Versions 5.0 and up handle an out-of-space situation more gracefully, as they do not write partial statements to the binlog and try harder to keep the table data and the binlog in sync. However, you still need to be aware that there is no 100-percent sure way of preventing problems on the slaves because under certain circumstances you can end up with the last statement having executed in the database, but not recorded in the binlog.
The master server will log this fact into its logfile, so your monitoring system might pick this up with lines like:
The binary log <name> is shorter than its expected size.
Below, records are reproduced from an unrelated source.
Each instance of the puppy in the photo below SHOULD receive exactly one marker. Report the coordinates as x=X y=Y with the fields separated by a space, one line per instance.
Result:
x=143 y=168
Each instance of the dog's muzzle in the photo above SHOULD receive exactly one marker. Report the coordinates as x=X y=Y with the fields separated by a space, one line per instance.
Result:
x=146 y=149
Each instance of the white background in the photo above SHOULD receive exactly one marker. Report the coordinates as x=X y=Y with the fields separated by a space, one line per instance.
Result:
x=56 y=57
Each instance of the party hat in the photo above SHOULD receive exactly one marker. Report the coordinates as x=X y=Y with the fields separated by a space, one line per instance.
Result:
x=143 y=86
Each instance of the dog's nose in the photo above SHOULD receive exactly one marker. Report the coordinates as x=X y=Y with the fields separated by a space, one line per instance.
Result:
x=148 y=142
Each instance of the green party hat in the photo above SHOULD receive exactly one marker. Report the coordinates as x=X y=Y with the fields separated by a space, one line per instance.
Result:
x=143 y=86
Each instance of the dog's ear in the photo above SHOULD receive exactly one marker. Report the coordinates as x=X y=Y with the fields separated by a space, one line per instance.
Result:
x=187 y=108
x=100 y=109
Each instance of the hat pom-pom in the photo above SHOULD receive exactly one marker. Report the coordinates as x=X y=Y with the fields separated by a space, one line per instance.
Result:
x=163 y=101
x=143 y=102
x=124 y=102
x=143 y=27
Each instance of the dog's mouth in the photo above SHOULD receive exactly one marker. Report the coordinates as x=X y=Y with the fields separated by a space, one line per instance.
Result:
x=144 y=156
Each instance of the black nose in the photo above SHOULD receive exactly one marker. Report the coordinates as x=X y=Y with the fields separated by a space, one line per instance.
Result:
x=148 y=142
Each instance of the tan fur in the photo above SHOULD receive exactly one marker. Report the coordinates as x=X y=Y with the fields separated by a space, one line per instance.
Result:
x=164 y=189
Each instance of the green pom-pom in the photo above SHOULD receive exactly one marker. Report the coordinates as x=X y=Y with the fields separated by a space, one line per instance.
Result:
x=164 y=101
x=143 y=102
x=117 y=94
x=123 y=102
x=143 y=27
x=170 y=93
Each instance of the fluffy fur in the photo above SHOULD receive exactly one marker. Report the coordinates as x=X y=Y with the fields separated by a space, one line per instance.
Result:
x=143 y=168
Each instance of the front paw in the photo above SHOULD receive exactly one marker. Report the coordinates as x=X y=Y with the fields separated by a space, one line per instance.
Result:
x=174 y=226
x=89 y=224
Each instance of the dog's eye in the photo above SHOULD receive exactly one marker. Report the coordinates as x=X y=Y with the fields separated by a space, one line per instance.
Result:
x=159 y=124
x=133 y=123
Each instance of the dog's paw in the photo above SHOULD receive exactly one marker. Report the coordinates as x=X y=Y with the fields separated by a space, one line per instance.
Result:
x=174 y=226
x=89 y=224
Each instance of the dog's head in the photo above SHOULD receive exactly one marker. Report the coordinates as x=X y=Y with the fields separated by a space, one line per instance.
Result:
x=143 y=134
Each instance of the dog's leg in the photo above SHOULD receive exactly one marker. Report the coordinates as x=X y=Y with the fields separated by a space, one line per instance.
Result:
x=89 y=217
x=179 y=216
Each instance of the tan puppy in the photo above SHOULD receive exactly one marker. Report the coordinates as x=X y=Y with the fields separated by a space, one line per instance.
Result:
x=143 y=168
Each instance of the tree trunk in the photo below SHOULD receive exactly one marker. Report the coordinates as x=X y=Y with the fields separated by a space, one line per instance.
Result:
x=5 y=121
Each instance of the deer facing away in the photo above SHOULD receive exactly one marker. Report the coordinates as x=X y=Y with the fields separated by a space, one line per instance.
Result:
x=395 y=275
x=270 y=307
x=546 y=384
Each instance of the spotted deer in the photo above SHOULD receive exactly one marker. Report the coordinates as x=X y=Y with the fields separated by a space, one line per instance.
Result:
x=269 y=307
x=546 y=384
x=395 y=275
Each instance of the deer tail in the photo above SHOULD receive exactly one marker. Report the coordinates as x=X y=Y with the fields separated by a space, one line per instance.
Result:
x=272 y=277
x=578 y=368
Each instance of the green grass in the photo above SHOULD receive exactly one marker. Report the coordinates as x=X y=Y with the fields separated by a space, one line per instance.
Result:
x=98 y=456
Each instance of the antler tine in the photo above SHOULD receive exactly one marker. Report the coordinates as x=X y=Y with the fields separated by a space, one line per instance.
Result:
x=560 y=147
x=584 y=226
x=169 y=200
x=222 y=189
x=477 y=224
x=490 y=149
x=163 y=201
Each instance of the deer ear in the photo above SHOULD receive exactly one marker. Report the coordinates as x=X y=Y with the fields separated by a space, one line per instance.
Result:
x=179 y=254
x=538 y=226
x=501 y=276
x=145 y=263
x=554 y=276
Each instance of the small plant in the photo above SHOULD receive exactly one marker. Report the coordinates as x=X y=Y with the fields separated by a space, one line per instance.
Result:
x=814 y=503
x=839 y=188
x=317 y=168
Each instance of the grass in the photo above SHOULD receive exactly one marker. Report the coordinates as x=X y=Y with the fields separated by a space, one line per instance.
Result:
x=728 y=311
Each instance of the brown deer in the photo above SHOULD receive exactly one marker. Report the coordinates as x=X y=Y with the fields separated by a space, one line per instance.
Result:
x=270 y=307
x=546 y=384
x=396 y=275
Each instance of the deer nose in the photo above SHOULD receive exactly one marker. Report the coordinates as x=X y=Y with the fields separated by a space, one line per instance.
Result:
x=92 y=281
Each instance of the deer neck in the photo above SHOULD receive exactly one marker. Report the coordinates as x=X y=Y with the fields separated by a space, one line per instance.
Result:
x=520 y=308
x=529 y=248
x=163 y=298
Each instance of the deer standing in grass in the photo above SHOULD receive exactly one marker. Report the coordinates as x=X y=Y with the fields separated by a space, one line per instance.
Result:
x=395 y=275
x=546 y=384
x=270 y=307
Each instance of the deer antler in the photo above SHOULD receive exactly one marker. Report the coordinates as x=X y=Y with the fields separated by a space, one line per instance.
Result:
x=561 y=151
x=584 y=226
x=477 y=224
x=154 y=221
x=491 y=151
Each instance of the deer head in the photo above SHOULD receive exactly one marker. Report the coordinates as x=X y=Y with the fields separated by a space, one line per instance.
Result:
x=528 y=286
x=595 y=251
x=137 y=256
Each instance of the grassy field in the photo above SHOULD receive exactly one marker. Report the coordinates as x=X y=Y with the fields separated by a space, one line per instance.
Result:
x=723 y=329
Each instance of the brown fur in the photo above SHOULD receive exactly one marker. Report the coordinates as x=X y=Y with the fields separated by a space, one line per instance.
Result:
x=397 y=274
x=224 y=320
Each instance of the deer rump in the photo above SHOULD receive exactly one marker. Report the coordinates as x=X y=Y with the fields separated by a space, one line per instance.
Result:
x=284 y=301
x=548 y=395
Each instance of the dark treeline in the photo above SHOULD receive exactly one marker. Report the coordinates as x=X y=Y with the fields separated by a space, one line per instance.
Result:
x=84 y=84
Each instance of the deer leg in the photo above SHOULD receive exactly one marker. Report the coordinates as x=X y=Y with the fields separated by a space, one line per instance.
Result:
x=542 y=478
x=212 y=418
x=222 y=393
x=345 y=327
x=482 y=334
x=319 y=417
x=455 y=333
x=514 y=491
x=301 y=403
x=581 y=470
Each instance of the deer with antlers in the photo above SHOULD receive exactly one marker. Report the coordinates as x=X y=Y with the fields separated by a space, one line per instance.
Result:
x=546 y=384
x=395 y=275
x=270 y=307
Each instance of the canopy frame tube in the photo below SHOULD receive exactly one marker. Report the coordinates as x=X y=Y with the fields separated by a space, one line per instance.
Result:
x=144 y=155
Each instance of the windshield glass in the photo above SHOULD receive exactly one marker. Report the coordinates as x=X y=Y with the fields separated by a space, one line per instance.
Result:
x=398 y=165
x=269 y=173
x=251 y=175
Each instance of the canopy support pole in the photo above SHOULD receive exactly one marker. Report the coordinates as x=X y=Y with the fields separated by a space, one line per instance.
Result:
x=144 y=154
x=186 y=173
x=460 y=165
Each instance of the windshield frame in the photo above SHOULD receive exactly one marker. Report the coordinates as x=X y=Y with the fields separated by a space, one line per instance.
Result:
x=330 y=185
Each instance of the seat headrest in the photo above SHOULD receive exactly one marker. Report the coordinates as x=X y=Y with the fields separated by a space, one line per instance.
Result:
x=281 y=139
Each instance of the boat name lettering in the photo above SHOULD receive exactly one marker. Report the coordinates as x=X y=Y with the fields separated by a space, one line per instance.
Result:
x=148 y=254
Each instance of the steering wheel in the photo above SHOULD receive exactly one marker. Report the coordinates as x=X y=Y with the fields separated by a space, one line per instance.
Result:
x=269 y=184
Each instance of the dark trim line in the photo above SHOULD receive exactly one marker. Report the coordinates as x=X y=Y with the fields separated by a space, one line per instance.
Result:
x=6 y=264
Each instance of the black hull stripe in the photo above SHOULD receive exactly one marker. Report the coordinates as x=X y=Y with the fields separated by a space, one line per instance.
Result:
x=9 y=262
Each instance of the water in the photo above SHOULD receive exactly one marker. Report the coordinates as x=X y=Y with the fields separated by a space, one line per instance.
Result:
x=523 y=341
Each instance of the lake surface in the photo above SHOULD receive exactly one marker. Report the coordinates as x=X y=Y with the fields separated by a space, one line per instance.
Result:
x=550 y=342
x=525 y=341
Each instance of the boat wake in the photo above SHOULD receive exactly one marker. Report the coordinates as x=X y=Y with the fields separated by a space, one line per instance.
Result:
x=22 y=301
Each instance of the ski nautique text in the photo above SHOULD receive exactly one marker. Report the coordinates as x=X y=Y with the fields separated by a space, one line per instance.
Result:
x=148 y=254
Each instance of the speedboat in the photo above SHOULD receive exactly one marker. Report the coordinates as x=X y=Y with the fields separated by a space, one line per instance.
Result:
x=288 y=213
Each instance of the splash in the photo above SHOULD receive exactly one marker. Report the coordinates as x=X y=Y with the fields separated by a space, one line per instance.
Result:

but still the problem remains.
The MySQL manual has more details about this in chapters 5.2.4 at http://dev.mysql.com/doc/refman/5.1/en/binary-log.html and B.1.4.3 on disk-full problems at http://dev.mysql.com/doc/refman/5.1/en/full-disk.html.
Note
The bottom line about this, however, is that even with the most conservative settings—--sync_binlog=1
and --innodb_support_xa=1
, leading to reduced performance due to more disk syncs—you can still end up with incomplete binlogs, be it on MySQL's part or the operating system's, requiring you to reset the replication and manually re-sync the slaves from a fresh dump.
Considering the performance penalties, the options MySQL offers to limit the risks of damaging the binlogs and the fact that they do not guarantee problem-free operations anyway, we recommend investing your resources in a reliable system-monitoring solution that will keep you informed about critical conditions regarding disk space and allow you to prevent these problems in the first place.